Nosotros solo podemos acompañarlos en ese camino. Escuchar. Estar presentes. Dar nuestro testimonio. Respetar sus tiempos y sus silencios. Y recordarles, cuando sea necesario, que no tienen por qué recorrerlo solos.
Pero nuestra labor de acompañamiento alcanza también otra realidad profundamente transformadora: acompañar a las personas que han vivido una experiencia cercana a la muerte (ECM).
Quien regresa de una experiencia así, puede hacerlo con una percepción diferente de la vida, de la muerte y de sí mismo. Sin embargo, no siempre encuentra un entorno preparado para escuchar lo que ha vivido. Algunas personas guardan silencio durante años por miedo a no ser comprendidas.
Por eso estamos profundamente orgullosos de acompañarlas también. De ofrecer espacios donde puedan hablar sin ser juzgadas y donde puedan integrar una experiencia que, en muchos casos, ha cambiado radicalmente su manera de entender la existencia.
Y hoy podemos compartir también con orgullo que este proyecto está presente ya en 20 hospitales.
Decirlo no pretende ser un ejercicio de arrogancia.
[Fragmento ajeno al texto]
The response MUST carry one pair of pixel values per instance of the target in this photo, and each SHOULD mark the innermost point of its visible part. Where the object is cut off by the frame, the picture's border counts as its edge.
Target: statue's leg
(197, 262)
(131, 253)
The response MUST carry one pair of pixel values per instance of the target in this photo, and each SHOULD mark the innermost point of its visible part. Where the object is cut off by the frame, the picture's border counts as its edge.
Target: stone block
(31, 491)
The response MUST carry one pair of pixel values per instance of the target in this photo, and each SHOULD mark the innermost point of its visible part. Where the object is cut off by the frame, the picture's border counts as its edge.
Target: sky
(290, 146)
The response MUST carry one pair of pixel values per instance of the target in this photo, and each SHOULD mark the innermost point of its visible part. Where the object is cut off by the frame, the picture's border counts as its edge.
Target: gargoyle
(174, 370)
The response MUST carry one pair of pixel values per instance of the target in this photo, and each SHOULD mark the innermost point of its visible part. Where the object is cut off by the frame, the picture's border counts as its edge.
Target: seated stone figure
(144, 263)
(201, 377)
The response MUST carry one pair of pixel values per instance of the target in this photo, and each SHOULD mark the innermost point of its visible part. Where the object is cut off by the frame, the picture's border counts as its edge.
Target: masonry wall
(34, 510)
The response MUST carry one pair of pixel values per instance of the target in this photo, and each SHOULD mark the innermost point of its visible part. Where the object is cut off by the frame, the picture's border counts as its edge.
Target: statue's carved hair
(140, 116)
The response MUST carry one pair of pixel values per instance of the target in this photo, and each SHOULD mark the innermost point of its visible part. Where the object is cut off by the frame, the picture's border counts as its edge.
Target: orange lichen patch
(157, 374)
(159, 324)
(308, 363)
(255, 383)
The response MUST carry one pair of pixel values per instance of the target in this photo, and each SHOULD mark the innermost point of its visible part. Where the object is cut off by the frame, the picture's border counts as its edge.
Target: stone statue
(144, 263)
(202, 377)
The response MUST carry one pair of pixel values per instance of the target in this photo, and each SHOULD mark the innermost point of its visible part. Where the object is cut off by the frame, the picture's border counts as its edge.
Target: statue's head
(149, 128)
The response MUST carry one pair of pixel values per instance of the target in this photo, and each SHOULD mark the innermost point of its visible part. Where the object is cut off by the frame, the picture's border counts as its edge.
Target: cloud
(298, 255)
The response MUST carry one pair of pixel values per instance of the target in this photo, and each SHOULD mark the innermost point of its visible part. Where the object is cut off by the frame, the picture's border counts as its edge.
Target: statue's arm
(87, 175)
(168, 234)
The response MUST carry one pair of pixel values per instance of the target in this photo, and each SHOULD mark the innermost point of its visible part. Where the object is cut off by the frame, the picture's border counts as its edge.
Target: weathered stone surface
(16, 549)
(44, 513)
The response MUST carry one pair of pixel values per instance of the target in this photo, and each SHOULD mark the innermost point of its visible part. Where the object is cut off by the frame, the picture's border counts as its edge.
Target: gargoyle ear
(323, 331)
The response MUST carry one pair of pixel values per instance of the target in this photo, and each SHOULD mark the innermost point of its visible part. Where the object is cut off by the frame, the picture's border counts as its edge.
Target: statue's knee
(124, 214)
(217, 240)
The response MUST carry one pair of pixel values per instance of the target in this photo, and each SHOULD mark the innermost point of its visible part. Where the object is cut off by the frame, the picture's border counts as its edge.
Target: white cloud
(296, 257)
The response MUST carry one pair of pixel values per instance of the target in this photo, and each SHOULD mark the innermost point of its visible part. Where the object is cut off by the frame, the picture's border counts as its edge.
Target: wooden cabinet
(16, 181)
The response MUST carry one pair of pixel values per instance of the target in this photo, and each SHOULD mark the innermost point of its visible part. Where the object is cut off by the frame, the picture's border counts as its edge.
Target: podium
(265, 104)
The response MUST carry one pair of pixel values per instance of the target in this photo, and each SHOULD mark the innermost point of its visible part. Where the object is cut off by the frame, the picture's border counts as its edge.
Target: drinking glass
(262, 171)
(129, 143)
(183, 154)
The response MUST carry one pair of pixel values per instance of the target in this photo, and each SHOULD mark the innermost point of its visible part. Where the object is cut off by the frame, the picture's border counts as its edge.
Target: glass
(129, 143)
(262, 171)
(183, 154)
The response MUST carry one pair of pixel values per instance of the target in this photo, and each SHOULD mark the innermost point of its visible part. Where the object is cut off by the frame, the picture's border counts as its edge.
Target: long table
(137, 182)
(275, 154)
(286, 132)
Todo lo contrario. Es, ante todo, un motivo de gratitud.
Gratitud hacia cada uno de los profesionales que está haciendo posible este camino. Psicólogos, médicos, investigadores, terapeutas y colaboradores que, desde diferentes disciplinas, están construyendo poco a poco una red humana y profesional comprometida con el acompañamiento y con el estudio de uno de los grandes misterios que todavía tenemos ante nosotros: la conciencia.
La ciencia avanza porque alguien se atreve a hacerse preguntas. Preguntas que en ocasiones no encuentran respuestas inmediatas, pero que abren caminos para quienes vendrán después.
Por eso, cuando miro la red de profesionales que estamos uniendo, siento sobre todo agradecimiento y esperanza para un mundo mejor.
Espero que los equipos crezcan y nos trasciendan. Que continúen investigando cuando nosotros ya no estemos. Que sigan formulando nuevas preguntas y aportando conocimiento, rigor y conciencia desde la ciencia.
Porque quizá el verdadero legado no sea únicamente aquello que consigamos hacer hoy, sino los lazos profesionales y personales que continuarán el camino mañana.
A todos los profesionales que acompañáis a quienes atraviesan el duelo, a quienes escucháis las experiencias cercanas a la muerte, a quienes investigáis y os atrevéis a hacer preguntas difíciles: gracias.
Víctor Hugo siguió llevando flores a Léopoldine.
Quizás nosotros, cada uno a nuestra manera, también podamos seguir llevando flores.
Flores que algunas veces toman la forma de una escucha, de una investigación, de una mano tendida o simplemente de estar presentes cuando alguien atraviesa la oscuridad.
Porque no podemos evitar todas las pérdidas ni borrar el dolor. Pero sí podemos hacer que nadie tenga que atravesar la oscuridad completamente solo.
Y quizá, cuando acompañamos a alguien a encontrar de nuevo un poco de luz, también nosotros aprendemos a verla.